Par un jugement n° 2108804 du 10 novembre 2021, le tribunal administratif de Cergy-Pontoise a rejeté ses conclusions tendant à l'annulation de cet arrêté en tant qu'il porte refus de délivrer à M. A un titre de séjour.
Procédure devant la cour :
Par une requête enregistrée le 9 décembre 2021, M. A, représenté par Me Harir, avocate, demande à la cour :
1°) d'annuler ce jugement ;
2°) d'annuler cet arrêté en tant qu'il porte refus de lui délivrer un titre de séjour ;
3°) d'enjoindre au préfet des Hauts-de-Seine de lui délivrer un titre de séjour dans le délai d'un mois à compter de la notification de la décision à intervenir ou, à titre subsidiaire, de réexaminer sa situation dans les mêmes conditions de délai et de lui délivrer, dans cette attente, une autorisation provisoire de séjour ;
4°) de mettre à la charge de l'État la somme de 2 000 euros à lui verser au titre de l'article L. 761-1 du code de justice administrative.
Il soutient que :
- le refus de titre de séjour est insuffisamment motivé :
- il révèle un défaut d'examen sérieux de sa situation personnelle ;
- il aurait dû être précédé de la saisine de la commission du titre de séjour ;
- il est entaché d'une erreur de fait ;
- il méconnaît les dispositions de l'article L. 423-23 du code de l'entrée et du séjour des étrangers et du droit d'asile ;
- il méconnaît les dispositions de l'article L. 433-2 du code de l'entrée et du séjour des étrangers et du droit d'asile ;
- il méconnaît les dispositions de l'article L. 435-1 du code de l'entrée et du séjour des étrangers et du droit d'asile ;
- il méconnaît l'article 8 de la convention européenne de sauvegarde des droits de l'homme et des libertés fondamentales ;
- il est entaché d'erreur manifeste d'appréciation de ses conséquences sur sa situation personnelle.
Vu les autres pièces du dossier.
Vu :
- la convention européenne de sauvegarde des droits de l'homme et des libertés fondamentales ;
- le code de l'entrée et du séjour des étrangers et du droit d'asile ;
- le code de justice administrative.
Considérant ce qui suit :
1. Aux termes du dernier alinéa de l'article R. 222-1 du code de justice administrative : " () Les présidents des cours administratives d'appel () peuvent () par ordonnance, rejeter () après l'expiration du délai de recours () les requêtes d'appel manifestement dépourvues de fondement. () ".
2. M. A est un ressortissant marocain né le 12 avril 1984 à Taourirt Tiznit.

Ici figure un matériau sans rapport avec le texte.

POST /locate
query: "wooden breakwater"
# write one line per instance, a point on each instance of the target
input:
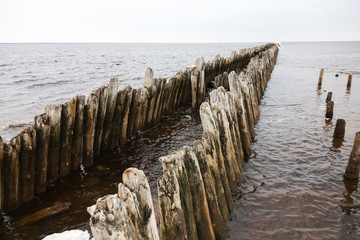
(195, 189)
(70, 134)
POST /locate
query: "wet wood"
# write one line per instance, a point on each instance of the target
(321, 77)
(11, 174)
(353, 166)
(348, 86)
(209, 181)
(329, 110)
(117, 121)
(103, 94)
(110, 111)
(328, 97)
(135, 192)
(175, 162)
(201, 208)
(172, 221)
(54, 112)
(27, 165)
(77, 148)
(42, 127)
(90, 116)
(68, 115)
(235, 88)
(339, 131)
(42, 214)
(126, 114)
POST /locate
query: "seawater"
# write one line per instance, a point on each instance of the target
(292, 186)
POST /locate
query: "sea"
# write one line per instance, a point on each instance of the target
(292, 185)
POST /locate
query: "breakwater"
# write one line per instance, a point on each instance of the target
(71, 134)
(194, 192)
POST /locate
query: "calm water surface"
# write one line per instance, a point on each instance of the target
(292, 186)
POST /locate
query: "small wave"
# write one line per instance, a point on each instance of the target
(49, 84)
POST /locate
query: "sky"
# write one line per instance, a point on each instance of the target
(179, 21)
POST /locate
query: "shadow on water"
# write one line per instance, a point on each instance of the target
(83, 188)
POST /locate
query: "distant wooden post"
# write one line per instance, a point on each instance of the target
(320, 77)
(349, 82)
(329, 109)
(340, 128)
(328, 97)
(353, 167)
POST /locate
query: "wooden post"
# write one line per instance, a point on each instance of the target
(90, 116)
(329, 110)
(353, 167)
(27, 165)
(68, 115)
(321, 77)
(42, 127)
(54, 112)
(201, 208)
(77, 148)
(126, 115)
(218, 223)
(117, 122)
(1, 174)
(340, 128)
(110, 110)
(328, 97)
(348, 86)
(172, 221)
(11, 174)
(103, 94)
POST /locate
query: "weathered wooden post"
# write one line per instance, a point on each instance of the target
(126, 115)
(109, 116)
(103, 94)
(77, 148)
(353, 167)
(340, 128)
(1, 174)
(328, 97)
(11, 174)
(90, 115)
(42, 127)
(68, 115)
(27, 165)
(329, 109)
(321, 77)
(348, 86)
(54, 112)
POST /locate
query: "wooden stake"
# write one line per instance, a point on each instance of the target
(353, 167)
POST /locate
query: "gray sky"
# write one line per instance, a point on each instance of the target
(179, 21)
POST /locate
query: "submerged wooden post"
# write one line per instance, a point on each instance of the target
(11, 174)
(321, 77)
(340, 128)
(348, 86)
(328, 97)
(77, 148)
(110, 111)
(353, 167)
(54, 112)
(68, 115)
(329, 109)
(27, 165)
(42, 127)
(90, 115)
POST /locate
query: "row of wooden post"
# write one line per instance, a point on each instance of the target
(353, 167)
(195, 189)
(70, 134)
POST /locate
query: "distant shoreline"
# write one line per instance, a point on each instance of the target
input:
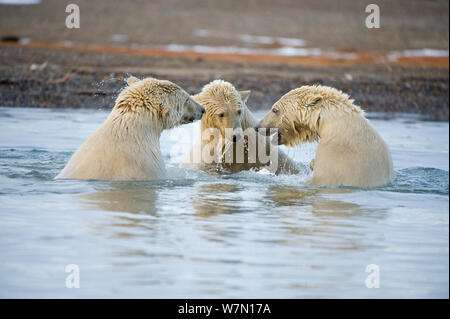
(56, 76)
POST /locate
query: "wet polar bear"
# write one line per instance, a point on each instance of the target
(350, 151)
(227, 130)
(126, 145)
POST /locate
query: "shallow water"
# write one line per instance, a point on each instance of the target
(248, 235)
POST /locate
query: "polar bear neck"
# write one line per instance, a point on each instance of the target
(136, 132)
(342, 127)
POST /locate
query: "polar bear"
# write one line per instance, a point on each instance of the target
(227, 128)
(350, 151)
(126, 145)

Il a sollicité son admission au séjour le 26 décembre 2020. Par un arrêté du 12 mai 2021, le préfet des Hauts-de-Seine a rejeté sa demande, l'a obligé à quitter le territoire français dans le délai de trente jours, a fixé le pays de destination et lui a fait interdiction de retour sur le territoire français pour une durée d'un an. M. A relève appel du jugement du 10 novembre 2021 par lequel le tribunal administratif de Cergy-Pontoise a rejeté ses conclusions tendant à l'annulation de cet arrêté en tant qu'il porte refus de lui délivrer un titre de séjour.
3. En premier lieu, la décision contestée comporte les éléments de droit et de fait qui la fondent. Ainsi, sans qu'y fasse obstacle la circonstance que le préfet n'aurait pas mentionné l'ensemble des éléments caractérisant la situation de M. A, elle est suffisamment motivée.

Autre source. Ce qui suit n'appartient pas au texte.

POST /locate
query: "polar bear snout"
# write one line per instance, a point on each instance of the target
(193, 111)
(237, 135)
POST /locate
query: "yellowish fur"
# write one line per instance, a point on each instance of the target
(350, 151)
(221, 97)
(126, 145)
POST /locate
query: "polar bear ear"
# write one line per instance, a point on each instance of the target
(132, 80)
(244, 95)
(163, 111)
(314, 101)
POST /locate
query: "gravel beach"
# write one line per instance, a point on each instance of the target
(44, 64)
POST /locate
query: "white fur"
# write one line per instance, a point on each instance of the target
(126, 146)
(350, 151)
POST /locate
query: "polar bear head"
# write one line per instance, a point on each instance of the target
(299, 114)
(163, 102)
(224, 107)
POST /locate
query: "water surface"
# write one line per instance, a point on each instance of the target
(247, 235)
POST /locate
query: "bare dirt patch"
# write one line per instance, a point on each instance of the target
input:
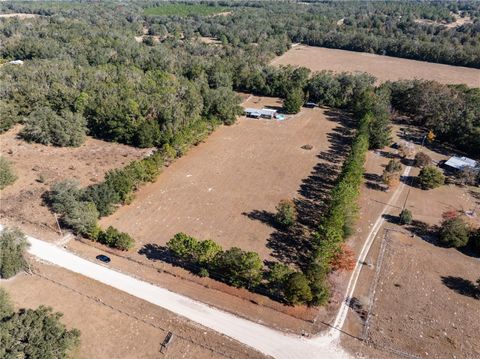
(384, 68)
(38, 167)
(418, 306)
(114, 324)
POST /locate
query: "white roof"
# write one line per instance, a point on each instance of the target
(263, 111)
(461, 162)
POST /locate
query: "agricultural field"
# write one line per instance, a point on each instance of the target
(226, 189)
(408, 270)
(114, 324)
(384, 68)
(38, 167)
(184, 10)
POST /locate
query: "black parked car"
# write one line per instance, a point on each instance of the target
(103, 258)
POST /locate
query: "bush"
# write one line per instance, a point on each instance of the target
(393, 166)
(344, 259)
(454, 233)
(294, 101)
(405, 216)
(239, 268)
(467, 176)
(35, 333)
(474, 241)
(422, 160)
(13, 245)
(286, 215)
(82, 218)
(116, 239)
(7, 177)
(277, 277)
(297, 289)
(45, 126)
(430, 177)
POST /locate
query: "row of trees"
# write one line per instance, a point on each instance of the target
(240, 269)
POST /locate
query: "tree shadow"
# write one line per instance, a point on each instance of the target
(293, 245)
(424, 232)
(462, 286)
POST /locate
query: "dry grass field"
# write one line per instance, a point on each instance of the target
(114, 324)
(422, 306)
(226, 189)
(384, 68)
(38, 167)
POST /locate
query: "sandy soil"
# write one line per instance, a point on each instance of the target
(19, 15)
(410, 278)
(129, 327)
(385, 68)
(38, 167)
(225, 187)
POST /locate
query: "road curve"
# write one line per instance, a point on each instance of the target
(266, 340)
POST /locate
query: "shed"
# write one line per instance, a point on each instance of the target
(459, 163)
(268, 113)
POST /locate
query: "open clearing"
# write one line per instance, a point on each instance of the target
(226, 188)
(114, 324)
(38, 167)
(384, 68)
(417, 309)
(19, 15)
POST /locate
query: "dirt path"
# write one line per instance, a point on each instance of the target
(259, 337)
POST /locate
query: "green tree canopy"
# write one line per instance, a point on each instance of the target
(13, 245)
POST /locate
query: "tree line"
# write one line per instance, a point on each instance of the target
(28, 333)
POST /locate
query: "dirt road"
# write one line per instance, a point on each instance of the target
(261, 338)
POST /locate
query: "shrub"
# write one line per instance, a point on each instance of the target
(393, 166)
(297, 289)
(36, 333)
(344, 259)
(63, 195)
(317, 277)
(422, 160)
(82, 218)
(116, 239)
(239, 268)
(467, 176)
(45, 126)
(474, 241)
(454, 233)
(405, 216)
(430, 177)
(13, 245)
(286, 215)
(7, 177)
(277, 277)
(293, 101)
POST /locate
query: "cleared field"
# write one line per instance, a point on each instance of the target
(226, 188)
(384, 68)
(185, 10)
(114, 324)
(38, 167)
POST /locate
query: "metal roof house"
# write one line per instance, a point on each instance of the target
(459, 163)
(264, 113)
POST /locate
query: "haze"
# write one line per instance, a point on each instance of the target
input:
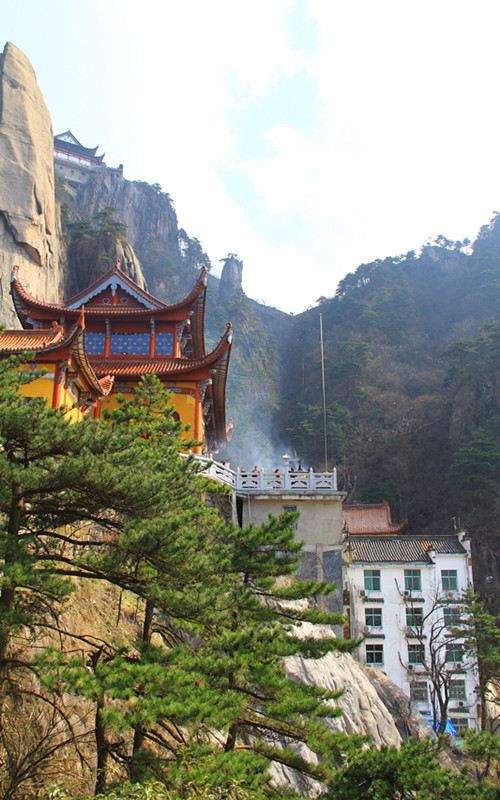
(306, 136)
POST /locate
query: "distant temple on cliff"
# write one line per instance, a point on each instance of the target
(76, 162)
(100, 342)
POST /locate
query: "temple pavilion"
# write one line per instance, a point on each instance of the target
(100, 342)
(68, 148)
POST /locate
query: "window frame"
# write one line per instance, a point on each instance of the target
(368, 576)
(373, 650)
(448, 611)
(376, 611)
(129, 336)
(410, 610)
(453, 694)
(416, 653)
(460, 729)
(455, 653)
(450, 574)
(419, 685)
(412, 576)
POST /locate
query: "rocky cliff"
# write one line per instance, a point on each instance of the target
(29, 219)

4. En deuxième lieu, il ne ressort pas des termes de la décision contestée qu'avant de la prendre, le préfet n'aurait pas procédé à un examen particulier et suffisamment approfondi de la demande de l'intéressé.
5. En troisième lieu, le moyen tiré de la méconnaissance des dispositions de l'article L. 433-2 du code de l'entrée et du séjour des étrangers et du droit d'asile, déjà soulevé en première instance et à l'appui duquel le requérant ne fait état d'aucun élément nouveau, doit être écarté par adoption des motifs retenus à bon droit et exposés par le tribunal au point 8 du jugement attaqué.
6. En quatrième lieu, le requérant reprend en appel les moyens tirés de la méconnaissance des dispositions de l'article L. 423-23 du code de l'entrée et du séjour des étrangers et du droit d'asile et de l'article 8 de la convention européenne de sauvegarde des droits de l'homme et des libertés fondamentales. Toutefois, le requérant ne fait pas état d'éléments susceptibles de remettre en cause l'appréciation des premiers juges en se bornant à produire une promesse d'embauche datée du 13 janvier 2022. S'il soutient que le préfet a commis une erreur de fait en estimant qu'il n'établissait pas être dépourvu d'attaches familiales au Maroc, l'absence de telles attaches ne ressort pas du dossier et en tout état de cause, dans les circonstances de l'espèce, le défaut d'attaches de cette nature dans son pays d'origine serait resté sans incidence sur le sens de la décision contestée. Ces moyens doivent ainsi être écartés pour ces motifs et par adoption de ceux retenus à bon droit par le tribunal et exposés au point 10 du jugement attaqué.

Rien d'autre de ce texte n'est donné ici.